Bu sefer o kadar farklı bir rolle izledim ki onu, ilk kez hatta. Filme dair hiçbir detayı beğenmeseniz bile Aamir Khan oyunculuğu hatırına sonuna kadar izlersiniz. Film içerisinde sadece bir polisiye hikayesi barındırmıyor bunu fark ettiğiniz her dakika "Yine yapmışlar yapacaklarını." diye düşünüp duruyorsunuz. Emsali olan bir çok hikayeye gerçekten on basar, başarılı bir kurgu. En sonunda sizi sudan çıkmış bir balığa dönüştürecek. 

"Ruhlar çok üzgün insanlarla iletişim kurabiliyorlar, çok üzülürsen sana da gelirler."

Bir insanın sizi bir şekilde hiçbir zaman şaşırtmaması da aslında çok güzel bir şey. İyi veya kötü karşınızdaki insandan beklentileriniz hep stabil kalıyor bu sebeple, nasılsa ne yapacağını biliyorsunuz. Aamir Khan da öyle, hiçbir zaman yanıltmadı beni, yine yeniden parmağının değdiği bir işe bayıldım, bayılıyorum ve bayılacağım. Bizde bu hayranlığın oluşmasına sebep olan güzel kadın annem, ona daha çok bayılıyorum. 

Film hakkında yorum yapacağım sandınız ama genelde izlediğim filmlerin hepsini yaşadığım hayatla yorumlarım, izlediklerimden çok daha fazlasını hissediyorum. Belki çoğu insanın göremediği, çoğu insana basit gelen sahneleri gözümde büyütüyorum ama benim için hepsi gerçek. Bollywood filmlerinin en can alıcı atışları da toplumsal olaylara, haksızlıklara karşı ayırdıkları sahneler bana kalırsa. Bir yerde bir kadının kaybolma haberi üzerine herkesin ne kadar da olağan karşılıyor olmasına sitem etmişti Rosie, haklıydı.

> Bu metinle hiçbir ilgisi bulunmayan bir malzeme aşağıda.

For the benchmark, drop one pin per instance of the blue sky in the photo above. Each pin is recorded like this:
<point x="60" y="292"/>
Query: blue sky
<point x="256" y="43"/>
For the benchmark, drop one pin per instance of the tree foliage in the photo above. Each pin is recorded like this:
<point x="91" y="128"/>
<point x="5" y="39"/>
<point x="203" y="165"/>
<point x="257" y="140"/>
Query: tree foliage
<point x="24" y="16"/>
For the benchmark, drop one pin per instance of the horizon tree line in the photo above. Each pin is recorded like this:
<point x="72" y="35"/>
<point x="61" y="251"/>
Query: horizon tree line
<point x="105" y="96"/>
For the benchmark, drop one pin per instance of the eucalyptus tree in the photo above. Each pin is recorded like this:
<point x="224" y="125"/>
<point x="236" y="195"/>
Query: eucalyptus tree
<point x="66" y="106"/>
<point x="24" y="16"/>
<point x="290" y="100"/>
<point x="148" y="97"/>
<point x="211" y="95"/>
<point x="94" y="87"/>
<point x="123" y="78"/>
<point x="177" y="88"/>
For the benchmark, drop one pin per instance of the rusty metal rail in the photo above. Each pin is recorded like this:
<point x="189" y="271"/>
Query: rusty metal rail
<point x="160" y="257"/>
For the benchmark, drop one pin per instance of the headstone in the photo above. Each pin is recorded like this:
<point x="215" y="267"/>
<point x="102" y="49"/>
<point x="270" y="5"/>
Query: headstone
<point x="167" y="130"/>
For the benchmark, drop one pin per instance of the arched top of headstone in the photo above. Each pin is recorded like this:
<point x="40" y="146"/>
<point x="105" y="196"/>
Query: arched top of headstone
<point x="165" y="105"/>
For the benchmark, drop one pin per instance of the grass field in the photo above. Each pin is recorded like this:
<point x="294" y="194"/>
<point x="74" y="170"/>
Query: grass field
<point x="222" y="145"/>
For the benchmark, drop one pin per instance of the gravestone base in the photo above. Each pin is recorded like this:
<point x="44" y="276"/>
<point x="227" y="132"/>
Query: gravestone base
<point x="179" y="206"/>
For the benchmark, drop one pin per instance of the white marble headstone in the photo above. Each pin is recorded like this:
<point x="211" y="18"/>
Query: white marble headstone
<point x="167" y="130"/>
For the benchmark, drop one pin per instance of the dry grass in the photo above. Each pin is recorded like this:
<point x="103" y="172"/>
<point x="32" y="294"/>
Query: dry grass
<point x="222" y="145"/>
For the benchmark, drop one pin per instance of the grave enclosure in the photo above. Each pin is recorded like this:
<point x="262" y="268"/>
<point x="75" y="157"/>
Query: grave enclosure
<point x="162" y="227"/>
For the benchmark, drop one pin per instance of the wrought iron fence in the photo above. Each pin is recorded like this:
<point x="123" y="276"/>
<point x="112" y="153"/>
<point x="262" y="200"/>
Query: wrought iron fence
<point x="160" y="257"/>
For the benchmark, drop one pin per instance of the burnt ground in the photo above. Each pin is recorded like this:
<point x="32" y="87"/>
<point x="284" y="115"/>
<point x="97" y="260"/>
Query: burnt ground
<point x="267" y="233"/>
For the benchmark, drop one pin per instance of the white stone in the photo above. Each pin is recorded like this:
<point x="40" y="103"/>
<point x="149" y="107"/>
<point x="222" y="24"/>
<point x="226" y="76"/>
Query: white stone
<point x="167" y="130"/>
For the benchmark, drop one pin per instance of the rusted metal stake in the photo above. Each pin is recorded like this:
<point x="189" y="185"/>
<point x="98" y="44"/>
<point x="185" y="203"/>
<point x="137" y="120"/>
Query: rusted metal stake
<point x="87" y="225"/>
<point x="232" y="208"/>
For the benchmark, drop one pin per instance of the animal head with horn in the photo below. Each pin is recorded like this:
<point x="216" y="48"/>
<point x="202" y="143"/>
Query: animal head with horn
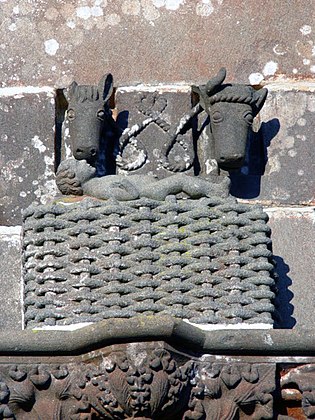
<point x="87" y="113"/>
<point x="231" y="109"/>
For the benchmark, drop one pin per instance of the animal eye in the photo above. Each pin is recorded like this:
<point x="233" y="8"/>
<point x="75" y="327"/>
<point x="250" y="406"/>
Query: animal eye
<point x="71" y="114"/>
<point x="217" y="116"/>
<point x="248" y="117"/>
<point x="100" y="114"/>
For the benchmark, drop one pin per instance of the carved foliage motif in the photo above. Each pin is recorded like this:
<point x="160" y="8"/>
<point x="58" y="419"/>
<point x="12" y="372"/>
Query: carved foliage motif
<point x="168" y="145"/>
<point x="137" y="383"/>
<point x="150" y="386"/>
<point x="299" y="384"/>
<point x="223" y="390"/>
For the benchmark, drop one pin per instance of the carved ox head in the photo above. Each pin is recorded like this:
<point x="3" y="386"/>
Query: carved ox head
<point x="87" y="111"/>
<point x="231" y="109"/>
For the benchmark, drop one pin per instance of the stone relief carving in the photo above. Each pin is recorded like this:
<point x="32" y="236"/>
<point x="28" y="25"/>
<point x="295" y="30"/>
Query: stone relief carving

Hikaye içindeki hikayede kendinizi bulmak sizi ne kadar korkuturdu? Kendinizi bulacağınız bir sürü hikayeniz olsun, keyifle ve gerilerek izleyiniz. (İstemeseniz de baya bir gerileceksiniz çünkü.)
Tür: Dram, Romantik
IMDb: 7,0
Yönetmen: Maïwenn
Oyuncular: Vincent Cassel, Emmanuelle Bercot, Louis Garrel


 Tony ve Georgio'nun kesişen yolları ve Tony'nin rastlantının dışındaki hayal kırıklıklarına şahitlik edeceksiniz. Hikayenin klasik olmasından şikayet eden çok fazla izleyici olmuş ama daha önce böyle bir psikolojik şiddete şahitlik etmemişsinizdir, eminim. Fransız filmlerini her zaman sevmişimdir, dram kategorisinde her zaman bir adım önde yer alırlar benim için. Oyunculuklarından, müziklerine her şeyleri izlemeden kabulüm ve sevdiğimdir. Mon Roi'de öyle oldu, izlemeden sevdiklerimden, İzledikten sonra taptıklarımdan..

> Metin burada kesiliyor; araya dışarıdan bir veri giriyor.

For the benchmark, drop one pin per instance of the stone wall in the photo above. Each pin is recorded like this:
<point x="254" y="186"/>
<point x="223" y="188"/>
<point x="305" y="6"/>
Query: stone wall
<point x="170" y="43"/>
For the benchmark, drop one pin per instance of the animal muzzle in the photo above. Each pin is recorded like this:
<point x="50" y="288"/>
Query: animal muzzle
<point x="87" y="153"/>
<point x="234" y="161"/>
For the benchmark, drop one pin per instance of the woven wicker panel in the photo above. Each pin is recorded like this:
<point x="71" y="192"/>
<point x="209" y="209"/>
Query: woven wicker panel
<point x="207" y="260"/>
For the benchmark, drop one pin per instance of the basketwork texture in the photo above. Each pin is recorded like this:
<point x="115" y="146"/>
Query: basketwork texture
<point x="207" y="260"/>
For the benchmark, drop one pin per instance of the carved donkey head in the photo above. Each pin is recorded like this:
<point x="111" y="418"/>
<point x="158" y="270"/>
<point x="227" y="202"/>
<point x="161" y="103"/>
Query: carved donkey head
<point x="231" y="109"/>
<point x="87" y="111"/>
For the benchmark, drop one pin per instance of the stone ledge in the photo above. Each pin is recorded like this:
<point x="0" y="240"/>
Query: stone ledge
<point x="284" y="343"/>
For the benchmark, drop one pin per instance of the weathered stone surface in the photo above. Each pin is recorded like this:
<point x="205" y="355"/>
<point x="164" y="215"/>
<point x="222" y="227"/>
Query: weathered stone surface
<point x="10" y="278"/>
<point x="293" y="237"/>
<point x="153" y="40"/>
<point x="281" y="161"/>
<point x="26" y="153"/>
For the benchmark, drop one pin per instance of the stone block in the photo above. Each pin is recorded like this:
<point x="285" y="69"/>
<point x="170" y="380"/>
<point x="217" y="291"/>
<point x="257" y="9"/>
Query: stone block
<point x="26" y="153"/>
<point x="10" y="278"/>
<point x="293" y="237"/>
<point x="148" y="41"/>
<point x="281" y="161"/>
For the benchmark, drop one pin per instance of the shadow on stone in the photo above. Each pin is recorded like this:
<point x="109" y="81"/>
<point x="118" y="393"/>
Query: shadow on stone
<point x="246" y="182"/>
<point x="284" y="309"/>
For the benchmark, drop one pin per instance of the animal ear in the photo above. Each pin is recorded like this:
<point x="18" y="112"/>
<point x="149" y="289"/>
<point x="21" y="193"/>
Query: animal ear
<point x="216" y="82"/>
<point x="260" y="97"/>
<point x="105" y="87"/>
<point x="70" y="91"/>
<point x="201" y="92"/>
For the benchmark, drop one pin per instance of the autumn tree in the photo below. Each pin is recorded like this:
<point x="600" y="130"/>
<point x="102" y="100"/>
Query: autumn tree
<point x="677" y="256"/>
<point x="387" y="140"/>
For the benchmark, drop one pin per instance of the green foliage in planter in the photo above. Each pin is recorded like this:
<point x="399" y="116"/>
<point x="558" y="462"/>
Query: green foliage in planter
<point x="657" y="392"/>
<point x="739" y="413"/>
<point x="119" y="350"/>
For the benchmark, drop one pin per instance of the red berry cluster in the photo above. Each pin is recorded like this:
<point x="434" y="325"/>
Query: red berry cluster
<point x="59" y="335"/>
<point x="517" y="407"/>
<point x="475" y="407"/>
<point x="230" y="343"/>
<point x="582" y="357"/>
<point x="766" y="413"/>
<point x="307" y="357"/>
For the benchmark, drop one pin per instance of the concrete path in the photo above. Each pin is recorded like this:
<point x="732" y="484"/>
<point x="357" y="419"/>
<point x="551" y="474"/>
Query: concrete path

Bir insanı sevdiğiniz zaman acı çekmeyi bile kabul ediyorsunuz, herkesin mutluyum diye övündüğü hislerin tersine siz mutsuzluğunuzdan övünüyorsunuz. Birbirlerinin frekanslarına çok hızlı ve tutkulu bir şekilde giriş yapan Tony ve Georgio'nun birbirlerine ne kadar ağır geldiklerine inanamayacaksınız. İstemek, beklemek, hayal kırıklığı Tony'nin hayatındaki en top hisler. 


"Aşk, var olan en kuvvetli uyuşturucudur."

Hepimizin hayattaki beklentilerimize karşılık bulma şeklimiz farklıdır. Beklentilerimiz için kimimiz ağlayarak, kimimiz susarak, kimimiz bağırarak mücadele ederiz. Kimimiz kalmak için sınırları/sabırları zorlar, kimimiz gitmemek için biletleri yakar. Kimimiz de hiçbir şey yapmayız. Derinlerde bir yerde silik bir mücadele isteği vardır ama karşısındakinin bu mücadeleye karşılık vereceğinden emin olduğunu bildiğinden tek bir kelime ile bile bu savaşı kazanabilir. 

Hayat, ya bulutlarda kalmaya devam edeceksin ya da o kadar yüksekten çakılacaksın yere. Yerin dibine. 

Her şeyiyle çok fazla beğeneceksiniz, şimdiden iyi seyirler.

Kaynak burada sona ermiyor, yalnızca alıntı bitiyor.